In her book, Arrowsmith-Young elaborates: “The Arrowsmith exercise to address a motor symbol sequencing problem involves learning and producing motor plans using sequences of symbols. When students do this enough, the sequence will begin firing out the end of the pen without thought or hesitation. Over time, the plan becomes encoded in muscle memory, and when the student masters that plan, a new one is presented.”
This procedure is designed to be done for 30 minutes per day with one eye patched, 5 minutes with both eyes together, and to be practiced at home including weekends and holidays. What’s the significance of doing this with an eye patch, and why is the patch always worn over the left eye? Arrowsmith-Young observes (p.136) that the left hemisphere of the brain controls movement on the right side of the body. For the motor sequencing skill we want increased stimulation to the left premotor region of the brain. By using motor movements and guidance from the right eye in coordination with the dominant hand, we increase stimulation to the left-hemisphere motor area.
Anticipating objection from those would point out that one half of the information from each eye goes to each hemisphere, Arrowsmith-Young seems to be claiming that only information from the right eye goes to the left premotor hemisphere. I don’t quite follow the logic, as evidence from functional neuroimaging during visuomotor hand activity coordinated with saccades (the motor activity used in Arrowsmith symbol tracking) shows specific increase in activity within the dorsal premotor cortex at the junction of the ventral branch of the SPS (superior precentral sulcus) in both the left and right hemispheres. In addition to the crossover conundrum, hemispheric activation and integration will vary depending on the hand used.
I raise this issue not to question the Arrowsmith methodology, because I like it, but to lend a few observations to why it probably works so well when it does, and how in some instances more can be achieved.

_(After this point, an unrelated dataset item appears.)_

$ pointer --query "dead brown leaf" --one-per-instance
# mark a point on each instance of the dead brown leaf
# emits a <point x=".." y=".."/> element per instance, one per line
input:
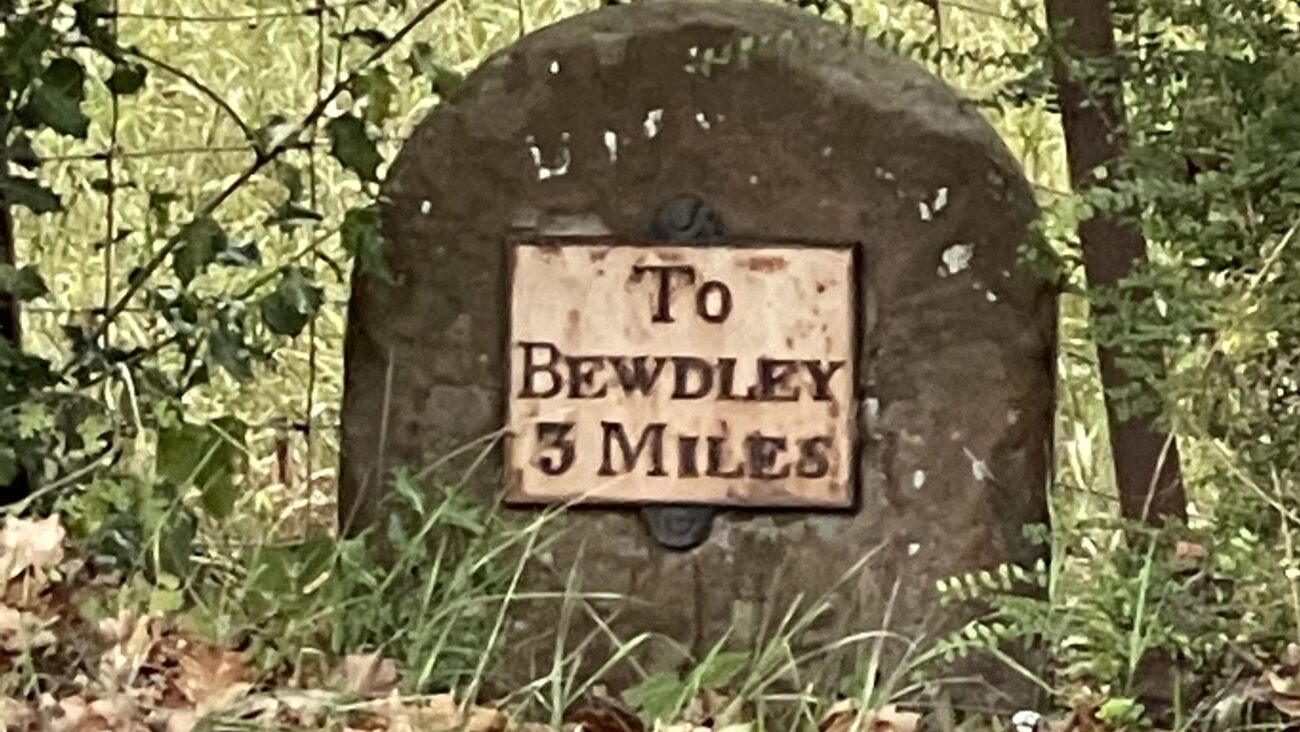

1) In optometric vision therapy we always begin early phases with some patching activities, checking to see that performance with the right eye is equal to performance with the left eye. Regardless of whether the general Arrowsmith theory on patching is correct, there will be individuals who perform better when the right eye is covered rather than the left eye. The goal should be to approach symmetry with the two eyes in motor function, though they need not be perfectly equal. Equally important, we want to note that performance with both eyes yields a summation effect, and is better than with either eye independently.
2) The Arrowsmith program is now being used with children undertaking a dual curriculum in Hebrew and English. For these children, motor symbol sequencing proceeding from right to left is just as crucial as proceeding from left to right. We use Hebrew letter and word tracking sheets to attain mastery in right to left sequencing. As Arrowsmith-Young notes in her book (p. 129) Hebrew an even greater load on motor symbol sequencing because of the small dot symbol code used to phonetically modify the sound of each letter. In addition, any instability of print due to imbalance between the two eyes compounds the challenge.
3) I agree with Arrowsmith-Young that the majority of individuals with learning problems (LD), and particularly reading problems (RD), have great difficulty with motor symbol sequencing. For this reason we spend a great deal of time and effort, much like the Arrowsmith immersion, in these types of procedures at the beginning of therapy. Although it is tempting to lighten up on these activities at the outset because they are so difficult to master for the LD and RD populations, attaining mastery in this area is crucial to successful outcomes.